Kieran stared at Pendlebury, but she was looking past him now, out to the Nautilus Blue.

‘It takes, what, fifteen minutes – absolute minimum – to sail out here from the marina, correct?’ she said. ‘That’s what I understand.’

‘Yeah.’ Fifteen was pushing it, actually; twenty was much more typical.

‘Right. Well, from the time Olivia’s first emergency call was made – confirmed by phone records – to the time your brother responded on the Nautilus Black radio, just under four minutes had elapsed. Less than three minutes after that, the Nautilus Black’s distress signal was activated, with the GPS positioning them out there on the water beyond the caves.’

Pendlebury looked at Kieran now.

‘From when you were swept away to when your brother and Toby arrived, not even ten minutes had gone by. They can’t have been at the marina when the emergency call came in, they were already out on their boat.’

Kieran shook his head. ‘No. That’s –’

‘See for yourself.’ Pendlebury handed him the tablet. ‘The important bits are highlighted.’

Kieran took it, and Mia leaned in to see, her face close to his. He could hear her breathing as he tapped the screen. A phone record appeared, and another, then a string of official reports and records. Kieran flicked back and forth, again and again, trying to absorb what he was seeing, while Mia read over his shoulder.

Not trusting his own eyes, he glanced at her.

‘What do you think?’ He was surprised to find himself whispering.

She pointed at the screen. There, and there. And there.

The emergency call made by Olivia, the log report filed by Julian, the response by the Nautilus Black, the activation of the boat’s distress call.

Kieran tried to concentrate. How long had he been in the water before he was thrown onto the rock and caught that first glimpse of the Nautilus Black? It had felt like hours, but – Kieran made himself focus. But he had survived, so it could only have been minutes, at most. How many? He looked down at the screen. Less than ten, according to the black and white text in front of him.

Kieran opened his mouth. ‘If these timings are right –’

‘They are.’

‘Okay, but –’ He couldn’t think of a single thing to say.

‘Why has no-one picked up on this before?’ Mia said, but from her tone Kieran could tell she had also guessed the answer almost as soon as she’d asked. Because with everything else that had happened that day, the minutiae simply hadn’t mattered. Not to the traumatised crowd who’d gathered on the clifftop to watch two men drown. Not to townspeople faced with damaged homes and destroyed businesses. Not to the family of the missing girl, last seen on the beach with her backpack and then never again. Ash’s voice rang in his head. It was a crazy day.

‘So if those timings are accurate, that would mean Finn and Toby –’ Kieran was still not quite there yet.

‘That Finn and Toby were out on their boat and headed in this general direction before they even knew you were in the water, yes,’ Pendlebury said. ‘So whatever went wrong that day, Kieran, it wasn’t your fault in the way you think it was.’

Kieran opened his mouth, but felt like he couldn’t draw breath. He felt Mia’s palm on his back, rubbing in circles. He bent forward and buried his face in his hands.

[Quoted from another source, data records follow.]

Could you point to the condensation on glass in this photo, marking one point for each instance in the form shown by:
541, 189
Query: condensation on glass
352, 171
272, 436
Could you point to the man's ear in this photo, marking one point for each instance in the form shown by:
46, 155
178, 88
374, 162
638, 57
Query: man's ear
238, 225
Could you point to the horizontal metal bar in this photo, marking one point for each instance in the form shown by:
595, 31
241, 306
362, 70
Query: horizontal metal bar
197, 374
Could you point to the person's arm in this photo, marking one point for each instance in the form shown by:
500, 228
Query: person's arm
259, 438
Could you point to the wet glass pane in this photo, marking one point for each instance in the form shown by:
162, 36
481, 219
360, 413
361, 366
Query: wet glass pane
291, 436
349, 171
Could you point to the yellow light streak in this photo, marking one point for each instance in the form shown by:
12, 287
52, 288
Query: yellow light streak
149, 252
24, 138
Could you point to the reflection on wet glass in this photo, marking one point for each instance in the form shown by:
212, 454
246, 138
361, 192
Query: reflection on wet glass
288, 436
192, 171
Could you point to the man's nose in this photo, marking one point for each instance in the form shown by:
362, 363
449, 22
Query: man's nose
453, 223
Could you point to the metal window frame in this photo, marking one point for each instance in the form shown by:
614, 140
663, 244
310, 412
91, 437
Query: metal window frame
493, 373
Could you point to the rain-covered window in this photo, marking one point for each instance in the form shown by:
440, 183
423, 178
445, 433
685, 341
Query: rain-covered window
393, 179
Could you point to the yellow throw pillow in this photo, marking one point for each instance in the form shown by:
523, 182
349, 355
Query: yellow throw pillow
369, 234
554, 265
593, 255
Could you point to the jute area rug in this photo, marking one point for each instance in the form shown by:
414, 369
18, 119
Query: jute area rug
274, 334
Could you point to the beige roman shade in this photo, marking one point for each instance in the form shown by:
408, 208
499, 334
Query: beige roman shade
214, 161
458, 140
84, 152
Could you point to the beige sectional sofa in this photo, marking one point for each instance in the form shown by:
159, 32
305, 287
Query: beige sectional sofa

He could almost see it, and felt sick with giddiness. He’d been carrying this weight for so many years, he couldn’t imagine what it might feel like to be able to set it down. The lightness and the freedom. He could tell Verity. He could try to tell Brian. The thought of that flashed so tempting and bright it was almost painful.

But beneath the dazzle he felt something sliding and flickering. A question. Kieran tried to ignore it, but it turned over in his mind. Prodding at him, soft but insistent. He raised his head and thought from Mia’s face that she was wondering the same thing. The same question Verity would arrive at after the initial rush had ebbed away. The same one everyone in Evelyn Bay would eventually gossip about over their coffees and keyboards. Kieran knew what they would all ask, because he was already asking it himself.